The obvious sticking point in many stories about this drowning incident seems to be about new media and old. No one is surprised at frantic cell phone calls in a hospital waiting room, but apparently button mashing on a cellphone to alert friends via text to twitter is a surprise, simply because it is new.

What happened was a tragedy plain and simple. The family was doing things in the backyard, the pool gate didn't get closed, and an accident occurred. Some time after (reports vary but it looks like about half an hour after paramedics arrived) she updated her friends and family and asked them to pray for her son. This could have been on the trip to the hospital, as she was leaving home, or when she first arrived. Five hours later he was pronounced dead, and she updated her friends and family with the terrible news.

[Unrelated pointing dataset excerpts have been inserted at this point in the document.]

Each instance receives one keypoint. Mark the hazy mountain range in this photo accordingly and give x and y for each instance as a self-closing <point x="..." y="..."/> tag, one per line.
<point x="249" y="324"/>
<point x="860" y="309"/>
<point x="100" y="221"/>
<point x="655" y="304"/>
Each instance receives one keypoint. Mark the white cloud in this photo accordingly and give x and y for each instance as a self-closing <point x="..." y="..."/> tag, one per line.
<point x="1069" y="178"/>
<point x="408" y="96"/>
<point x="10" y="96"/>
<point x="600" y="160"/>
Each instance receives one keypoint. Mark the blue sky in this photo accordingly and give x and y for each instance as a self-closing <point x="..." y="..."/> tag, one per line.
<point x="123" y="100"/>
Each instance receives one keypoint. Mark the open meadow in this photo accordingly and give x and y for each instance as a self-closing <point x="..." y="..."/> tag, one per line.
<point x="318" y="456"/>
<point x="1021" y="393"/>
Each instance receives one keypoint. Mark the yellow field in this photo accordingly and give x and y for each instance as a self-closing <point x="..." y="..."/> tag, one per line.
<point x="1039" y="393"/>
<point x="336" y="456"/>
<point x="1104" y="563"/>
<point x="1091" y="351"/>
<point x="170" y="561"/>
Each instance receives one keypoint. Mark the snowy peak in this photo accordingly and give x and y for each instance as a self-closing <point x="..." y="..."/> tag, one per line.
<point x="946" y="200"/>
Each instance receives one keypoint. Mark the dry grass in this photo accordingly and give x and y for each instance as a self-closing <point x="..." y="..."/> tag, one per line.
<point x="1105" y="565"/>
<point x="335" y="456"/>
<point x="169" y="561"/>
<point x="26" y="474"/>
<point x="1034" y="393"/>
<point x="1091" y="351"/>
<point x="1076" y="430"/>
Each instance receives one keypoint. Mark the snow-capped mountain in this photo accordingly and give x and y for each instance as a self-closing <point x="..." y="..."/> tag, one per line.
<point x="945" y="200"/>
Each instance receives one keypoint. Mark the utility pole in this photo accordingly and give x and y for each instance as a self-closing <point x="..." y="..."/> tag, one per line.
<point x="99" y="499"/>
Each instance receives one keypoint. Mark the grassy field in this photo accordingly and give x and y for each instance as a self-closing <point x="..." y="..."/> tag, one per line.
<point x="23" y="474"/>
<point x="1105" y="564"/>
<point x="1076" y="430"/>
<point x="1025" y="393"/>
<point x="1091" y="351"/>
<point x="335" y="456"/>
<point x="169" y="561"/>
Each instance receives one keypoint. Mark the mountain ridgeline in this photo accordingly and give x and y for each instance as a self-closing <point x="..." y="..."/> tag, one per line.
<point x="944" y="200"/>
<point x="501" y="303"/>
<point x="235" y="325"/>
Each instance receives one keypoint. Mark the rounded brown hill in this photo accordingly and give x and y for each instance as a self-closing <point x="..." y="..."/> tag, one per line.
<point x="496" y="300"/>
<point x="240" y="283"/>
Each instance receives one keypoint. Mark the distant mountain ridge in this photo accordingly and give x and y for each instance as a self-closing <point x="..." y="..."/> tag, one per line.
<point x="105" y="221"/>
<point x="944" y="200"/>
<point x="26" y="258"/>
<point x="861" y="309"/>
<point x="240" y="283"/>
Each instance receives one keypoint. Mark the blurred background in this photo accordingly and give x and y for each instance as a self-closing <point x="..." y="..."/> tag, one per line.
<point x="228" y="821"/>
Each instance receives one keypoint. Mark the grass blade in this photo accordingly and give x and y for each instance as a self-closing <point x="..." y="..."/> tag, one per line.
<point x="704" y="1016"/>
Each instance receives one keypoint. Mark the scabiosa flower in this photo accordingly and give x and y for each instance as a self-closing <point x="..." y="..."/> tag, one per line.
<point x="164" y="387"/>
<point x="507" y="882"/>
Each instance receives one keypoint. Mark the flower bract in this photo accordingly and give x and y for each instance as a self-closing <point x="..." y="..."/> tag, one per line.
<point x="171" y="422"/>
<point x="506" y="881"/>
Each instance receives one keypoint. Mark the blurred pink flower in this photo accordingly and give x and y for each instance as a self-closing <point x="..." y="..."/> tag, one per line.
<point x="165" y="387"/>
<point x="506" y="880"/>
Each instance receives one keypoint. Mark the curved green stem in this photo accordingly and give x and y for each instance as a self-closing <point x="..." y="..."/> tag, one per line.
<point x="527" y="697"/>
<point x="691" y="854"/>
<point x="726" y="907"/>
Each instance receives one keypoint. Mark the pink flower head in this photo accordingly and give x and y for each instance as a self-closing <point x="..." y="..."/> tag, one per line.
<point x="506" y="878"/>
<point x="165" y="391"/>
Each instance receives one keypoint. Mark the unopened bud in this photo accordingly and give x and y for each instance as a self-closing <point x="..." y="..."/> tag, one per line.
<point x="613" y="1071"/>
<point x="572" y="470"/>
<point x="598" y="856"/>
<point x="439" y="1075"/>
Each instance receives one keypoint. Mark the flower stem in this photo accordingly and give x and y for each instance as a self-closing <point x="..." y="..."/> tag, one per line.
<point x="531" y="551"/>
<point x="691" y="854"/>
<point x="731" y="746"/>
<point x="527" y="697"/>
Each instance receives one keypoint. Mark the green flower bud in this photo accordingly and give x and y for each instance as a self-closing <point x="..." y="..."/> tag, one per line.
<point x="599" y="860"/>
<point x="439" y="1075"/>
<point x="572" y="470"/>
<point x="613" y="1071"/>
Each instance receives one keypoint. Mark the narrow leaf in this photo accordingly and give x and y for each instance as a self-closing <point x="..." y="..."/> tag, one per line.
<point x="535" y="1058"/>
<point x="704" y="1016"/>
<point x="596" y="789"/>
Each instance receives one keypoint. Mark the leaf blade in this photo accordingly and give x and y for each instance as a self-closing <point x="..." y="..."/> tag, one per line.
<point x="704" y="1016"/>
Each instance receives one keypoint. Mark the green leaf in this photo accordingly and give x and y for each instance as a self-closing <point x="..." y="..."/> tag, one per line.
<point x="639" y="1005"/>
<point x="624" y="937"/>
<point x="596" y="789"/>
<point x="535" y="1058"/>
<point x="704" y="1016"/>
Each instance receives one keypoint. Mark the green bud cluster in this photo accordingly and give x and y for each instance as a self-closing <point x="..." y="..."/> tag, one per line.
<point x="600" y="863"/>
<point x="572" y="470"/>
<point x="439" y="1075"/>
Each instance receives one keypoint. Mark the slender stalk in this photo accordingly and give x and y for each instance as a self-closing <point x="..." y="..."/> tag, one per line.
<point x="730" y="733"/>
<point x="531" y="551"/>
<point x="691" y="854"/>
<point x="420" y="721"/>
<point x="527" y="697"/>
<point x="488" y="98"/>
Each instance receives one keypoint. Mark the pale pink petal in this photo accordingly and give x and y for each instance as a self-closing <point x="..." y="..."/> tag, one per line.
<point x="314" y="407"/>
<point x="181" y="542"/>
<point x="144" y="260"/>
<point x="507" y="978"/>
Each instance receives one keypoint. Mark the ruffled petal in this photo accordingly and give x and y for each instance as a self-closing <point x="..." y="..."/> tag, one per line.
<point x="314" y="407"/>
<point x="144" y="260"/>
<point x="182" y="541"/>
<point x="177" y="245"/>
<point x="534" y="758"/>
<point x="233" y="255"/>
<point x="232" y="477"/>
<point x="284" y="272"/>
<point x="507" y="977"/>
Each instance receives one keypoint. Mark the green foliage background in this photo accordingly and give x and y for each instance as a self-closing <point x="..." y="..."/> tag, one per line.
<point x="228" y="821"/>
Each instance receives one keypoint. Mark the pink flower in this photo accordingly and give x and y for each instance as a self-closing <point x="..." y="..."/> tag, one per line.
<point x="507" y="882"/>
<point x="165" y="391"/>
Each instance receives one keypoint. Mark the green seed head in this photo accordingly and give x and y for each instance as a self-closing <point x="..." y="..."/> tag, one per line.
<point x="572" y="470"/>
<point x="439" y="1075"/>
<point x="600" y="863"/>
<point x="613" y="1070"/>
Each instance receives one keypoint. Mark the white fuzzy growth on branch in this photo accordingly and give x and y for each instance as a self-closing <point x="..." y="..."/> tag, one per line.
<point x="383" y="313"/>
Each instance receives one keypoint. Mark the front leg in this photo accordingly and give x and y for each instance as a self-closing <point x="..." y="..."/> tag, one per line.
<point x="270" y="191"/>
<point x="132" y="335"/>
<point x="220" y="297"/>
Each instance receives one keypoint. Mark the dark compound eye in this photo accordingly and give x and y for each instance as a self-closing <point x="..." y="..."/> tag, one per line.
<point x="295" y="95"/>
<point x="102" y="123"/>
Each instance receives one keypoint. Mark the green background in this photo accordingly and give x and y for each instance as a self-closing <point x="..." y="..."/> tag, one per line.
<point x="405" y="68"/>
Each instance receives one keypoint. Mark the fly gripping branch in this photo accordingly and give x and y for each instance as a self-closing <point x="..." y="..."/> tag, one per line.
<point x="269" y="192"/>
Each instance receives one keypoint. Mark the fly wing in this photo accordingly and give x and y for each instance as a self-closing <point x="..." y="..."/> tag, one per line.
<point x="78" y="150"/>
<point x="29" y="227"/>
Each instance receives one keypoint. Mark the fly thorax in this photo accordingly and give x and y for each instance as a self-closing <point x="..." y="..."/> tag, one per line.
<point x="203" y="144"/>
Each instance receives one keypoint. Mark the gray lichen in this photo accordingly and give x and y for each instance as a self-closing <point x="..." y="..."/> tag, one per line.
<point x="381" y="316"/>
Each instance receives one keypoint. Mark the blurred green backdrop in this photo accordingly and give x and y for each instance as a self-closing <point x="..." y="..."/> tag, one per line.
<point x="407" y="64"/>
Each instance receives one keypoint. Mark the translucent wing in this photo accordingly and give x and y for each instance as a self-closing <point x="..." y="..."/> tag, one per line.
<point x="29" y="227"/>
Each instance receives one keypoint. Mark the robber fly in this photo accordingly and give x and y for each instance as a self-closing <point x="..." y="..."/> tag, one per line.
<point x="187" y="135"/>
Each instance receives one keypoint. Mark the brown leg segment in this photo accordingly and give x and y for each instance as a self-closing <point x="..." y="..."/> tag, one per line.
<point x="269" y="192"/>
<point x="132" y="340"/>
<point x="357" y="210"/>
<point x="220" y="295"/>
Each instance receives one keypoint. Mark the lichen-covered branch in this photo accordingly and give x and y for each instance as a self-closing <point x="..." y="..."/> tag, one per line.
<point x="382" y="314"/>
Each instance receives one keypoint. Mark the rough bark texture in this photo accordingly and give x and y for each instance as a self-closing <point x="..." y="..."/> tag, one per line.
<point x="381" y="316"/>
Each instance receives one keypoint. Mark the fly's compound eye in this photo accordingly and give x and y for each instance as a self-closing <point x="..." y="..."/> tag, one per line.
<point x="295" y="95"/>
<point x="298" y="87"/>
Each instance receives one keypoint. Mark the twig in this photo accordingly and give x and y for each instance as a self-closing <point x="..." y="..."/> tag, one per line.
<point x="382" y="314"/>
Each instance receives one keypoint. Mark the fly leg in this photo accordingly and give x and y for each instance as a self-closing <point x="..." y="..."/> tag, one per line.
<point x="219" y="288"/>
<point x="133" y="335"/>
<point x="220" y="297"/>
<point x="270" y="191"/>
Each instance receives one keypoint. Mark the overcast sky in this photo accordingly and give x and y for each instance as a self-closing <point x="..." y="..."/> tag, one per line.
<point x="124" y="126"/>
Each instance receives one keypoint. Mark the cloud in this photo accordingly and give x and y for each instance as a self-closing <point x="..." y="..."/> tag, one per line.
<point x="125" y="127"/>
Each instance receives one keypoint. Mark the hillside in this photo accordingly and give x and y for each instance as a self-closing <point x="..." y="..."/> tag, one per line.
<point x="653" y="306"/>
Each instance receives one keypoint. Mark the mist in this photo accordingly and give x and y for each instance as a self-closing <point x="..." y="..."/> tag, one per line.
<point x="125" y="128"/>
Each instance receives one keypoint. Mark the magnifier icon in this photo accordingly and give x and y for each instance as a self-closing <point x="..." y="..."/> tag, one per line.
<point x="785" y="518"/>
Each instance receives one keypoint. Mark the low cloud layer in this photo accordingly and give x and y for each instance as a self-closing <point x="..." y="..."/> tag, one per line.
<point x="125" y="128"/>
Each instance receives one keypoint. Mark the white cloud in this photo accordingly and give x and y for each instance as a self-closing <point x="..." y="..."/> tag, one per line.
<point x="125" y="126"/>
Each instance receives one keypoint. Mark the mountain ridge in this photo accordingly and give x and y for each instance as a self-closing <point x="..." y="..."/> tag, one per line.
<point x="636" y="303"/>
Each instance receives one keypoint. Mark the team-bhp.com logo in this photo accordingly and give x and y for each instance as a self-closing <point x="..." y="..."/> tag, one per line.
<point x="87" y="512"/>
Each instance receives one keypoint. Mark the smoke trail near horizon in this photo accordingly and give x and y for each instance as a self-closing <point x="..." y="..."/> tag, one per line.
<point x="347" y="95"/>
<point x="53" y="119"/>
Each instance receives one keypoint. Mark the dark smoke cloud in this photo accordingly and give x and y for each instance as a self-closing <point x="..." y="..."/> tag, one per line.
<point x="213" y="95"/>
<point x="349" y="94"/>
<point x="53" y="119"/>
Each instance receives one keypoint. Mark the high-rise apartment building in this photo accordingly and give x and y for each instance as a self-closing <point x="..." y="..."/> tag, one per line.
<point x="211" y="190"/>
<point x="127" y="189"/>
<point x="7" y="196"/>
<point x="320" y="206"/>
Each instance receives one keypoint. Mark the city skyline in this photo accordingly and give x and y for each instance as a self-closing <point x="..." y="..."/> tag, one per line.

I myself posted to twitter five times from the hospital after my initial tweet, bringing people up to speed as I learned more. Half a day after I settled in at home I wrote a blog post further explaining it. I did this again to fill friends in and so I didn't have to relay the story 1,000 times later. I was commended a lot privately and publicly for being open and honest and sharing my story but to be frank I really don't know of any other way to be, this is just naturally the easiest way to communicate with friends and (some) family.

Since my parents weren't tuned into twitter, I did have to call them on that first day, and each day there after. In the end when I got home, I had to call about a dozen friends and family members that also aren't aware of my twitter account (or even what twitter is), and I have to say those were some of the most difficult calls to make, to drop bad news on happy friends and family. It was hours of work too, to explain and answer questions over the phone.

Twitter is a great tool for personal broadcast to a vast set of friends and family and it's quickly turning into a new default communication medium for the online world. It can certainly be distracting in the face of day-to-day cubicle work, but in this specific case it appears certainly to me that it had nothing to do with the death and was actually helpful at alerting friends to the accident and later informing them of the tragedy, and mirrors my own use of the service in a vaguely similar situation.